On the surface, it seems so easy: Connect the positive supply, the common, and ground, and you’re done. Well you must start by selecting a proper supply. Most people get that correct; however, everything that is connected to that supply draws current from that supply and these currents MUST be managed. This is where everything falls apart.

Many people understand that current leaves the supply and travels down a wire to some device, such as a MagnaValve. However, some people fail to consider that this current must return to the power supply from which it came. The layout, path, and all the connections within this loop are very important.

To add complexity to this problem, there is the return current path back to the supply and there is ground. These are NOT the same thing. But they often get treated like they are the same thing. Bruce Archambeault stated it perfectly in his book titled “PCB Design for Real-World EMI Control.” He wrote, “If inductance is one of the most commonly misunderstood concepts, ‘ground’ is the MOST misunderstood.”

Earth Ground
Let’s talk a little about Earth Ground to start with. Earth Ground is just that—the big round thing that you stand on, or that thing you hit when you slip on ice.

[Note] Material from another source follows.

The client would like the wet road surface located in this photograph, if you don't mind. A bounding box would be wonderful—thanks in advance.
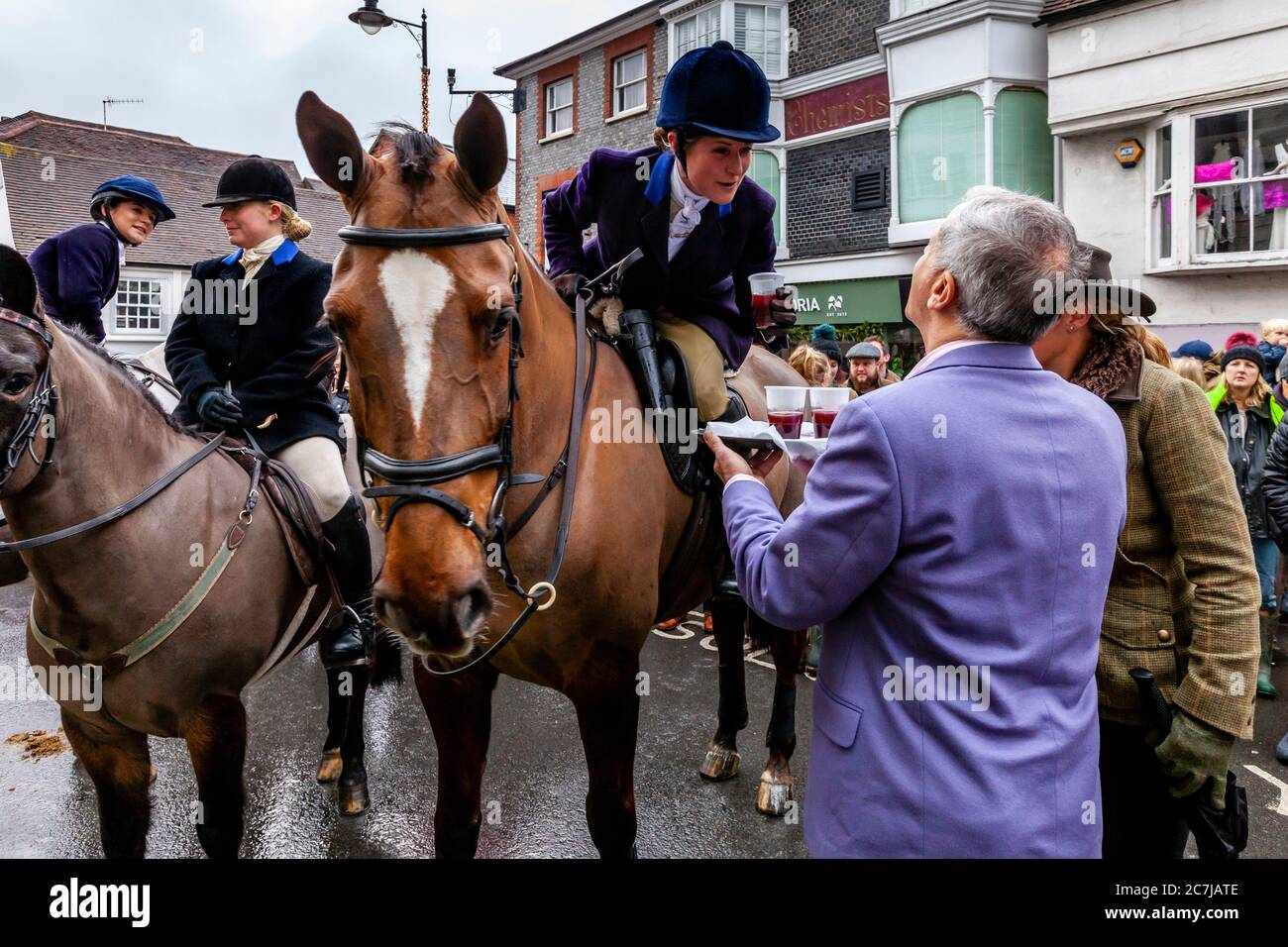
[0,583,811,858]
[0,583,1288,858]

The earth has an electrical potential; we call this potential 0V and often we use that as a reference. Everything else that sits on or floats above it has an electrical potential that is greater than, less than, or equal to the electrical potential of the earth.

Humans can become a path for current to travel between two objects that has an electrical potential greater than or less than 0V. If this current is great enough, it will make for a very bad day for that human. Sometimes this is done intentionally—it’s called the electric chair.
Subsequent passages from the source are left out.